En termes d'endurance, les femmes tiennent la distance. Plus que les hommes, d'ailleurs. Une étude publiée sur RunRepeat a observé et décortiqué près de 2,4 millions résultats de marathons enregistrés entre 2009 et 2019 à Berlin, Boston, Chicago, Londres, New York et Paris. Et les résultats sont là : si les coureurs démarrent en moyenne plus rapidement, les femmes gèrent mieux leur course. Et sont donc de meilleures coureuses.
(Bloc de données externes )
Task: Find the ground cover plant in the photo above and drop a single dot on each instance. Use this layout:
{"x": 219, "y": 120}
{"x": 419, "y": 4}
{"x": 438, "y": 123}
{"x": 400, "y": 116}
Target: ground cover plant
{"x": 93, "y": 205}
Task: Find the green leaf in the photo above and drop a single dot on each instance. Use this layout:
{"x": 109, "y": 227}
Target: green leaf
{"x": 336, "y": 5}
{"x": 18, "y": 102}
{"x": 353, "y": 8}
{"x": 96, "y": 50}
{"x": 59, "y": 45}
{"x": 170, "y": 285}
Pour preuve, les marathoniennes gardent davantage leur rythme que les marathoniens dans la deuxième moitié des 42km195. L'écart entre les deux parties de l'épreuve est plus modeste chez les femmes (11,49 %) que chez les hommes (14,07 %), ce qui signifie qu'elles sont 18,33 % meilleures qu'eux niveau constance, analyse le rapport. Et quand on regarde les prouesses des concurrentes aux plus grosses épreuves d'endurance du monde ces dernières années, les victoires confirment ce qu'avance la science.
En 2006, la Française Corinne Favre a par exemple gagné la première édition de l'Ultra-Trail du Mont-Blanc Courmayeur-Champex-Chamonix (UTMB CCC), une course de 86 kilomètres, et devancé le premier homme de 18 minutes. En 2019, la Britannique Jasmin Paris a été la première femme à remporter la Montane Spine Race, un ultra-marathon de 268 miles (431 km) dans les Pennines, chaîne montagneuse anglaise. Une performance d'autant plus "extraordinaire", assure The Guardian, "qu'elle a battu le record du parcours de douze heures, tout en tirant son lait pour son bébé dans les stations de secours le long de la course".
Interrogé par Le Monde, Guillaume Millet, professeur de physiologie de l'exercice à l'université de Saint-Etienne et lui aussi ultra-trailer, n'est pas étonné par ces conclusions : "Toutes les études ou presque sont concordantes : sur marathon, mais aussi sur des distances plus courtes de 5 ou 10 km, les femmes ont une moindre baisse de vitesse au fil de la course. En marathon, c'est vrai même à haut niveau".
Il est lui-même à l'origine d'études sur les différences physiques entre les hommes et les femmes après l'effort - principalement menées auprès de participant·e·s à l'Ultra-Trail du Mont-Blanc (UTMB). En observant par exemple la fatigue musculaire après des courses ultra-endurantes et intensives, il a découvert que celle-ci est moins marquée chez elles que chez eux.
D'après le spécialiste, le mental n'y est pas pour rien. "Les hommes ont tendance à être davantage en mode compétition que les femmes", assure le scientifique. "Elles courent davantage dans un état d'esprit de plaisir, du moins sur les petites distances, ce qui pourrait expliquer leur moindre niveau de fatigue à l'arrivée." Il s'empresse toutefois de préciser : "Cela semble moins vrai pour des épreuves d'ultra". On imagine effectivement qu'au bout de 171 kilomètres de course en montagne (la distance de l'UTMB), le "plaisir" ne soit pas l'unique moteur pour continuer.
Afin d'expliquer pourquoi les coureuses ne battent globalement pas les coureurs sur ces épreuves, Guillaume Millet avance au Monde deux facteurs physiologiques qui les désavantageraient : leur capacité à transporter l'oxygène dans le sang est plus faible et leur proportion de masse grasse plus élevée. "Un handicap en course, un peu moins à vélo, pas du tout en natation", poursuit-il. Mais il soulève un autre point, avantageux cette fois : le fait que les femmes peuvent davantage utiliser leurs réserves lipidiques à l'effort que les hommes, et donc économiser des glucides. "Un autre atout sur les courses d'endurance", analyse l'expert.
Une chose est sûre, même la science le dit : "courir comme une fille" est le plus beau compliment qu'on puisse faire à un·e athlète.